Supervised Sparse Learning with Applications in Bioinformatics

Kin Ming Puk

Degree granted by The University of Texas at Arlington

Abstract

In machine learning and mathematical optimization, sparse learning is the use of mathematical norms such as L1-norm, group norm and L21-norm in order to seek a trade-off between the goodness-of-fit measure and sparsity of the result. Sparsity of result leads to a parsimonious learning model - in other words, only few features from the data matrix are required to build the learning model and for further interpretation.
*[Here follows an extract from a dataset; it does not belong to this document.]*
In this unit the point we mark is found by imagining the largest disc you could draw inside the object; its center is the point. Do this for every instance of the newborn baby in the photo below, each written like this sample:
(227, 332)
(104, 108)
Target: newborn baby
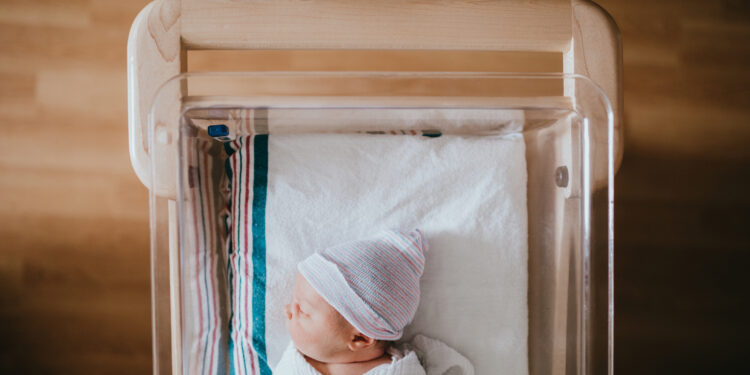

The motivations of employing sparse learning in bioinformatics are two-fold: firstly, a parsimonious learning model enhances the explanatory power; and secondly, a parsimonious model generally allows better prediction and generalizes better to new data. This dissertation is a collection of recent advances of sparse learning in bioinformatics, and consists of 1) L21-regularized multi-target support vector regression (L21-MSVR), 2) the application of L21-MSVR in predicting optimal tibial soft-tissue insertion of the human knees, 3) hierarchical sparse group lasso (HSGL), which improves the hierarchical lasso by incorporating an extra group-norm regularization, and 4) the use of HSGL on an electroencephalography (EEG)-based emotion recognition problem. The commonality between these articles is the use of mathematical norms, and improvement from existing optimization formulations in order to learn better and to allow a better interpretation of feature selection.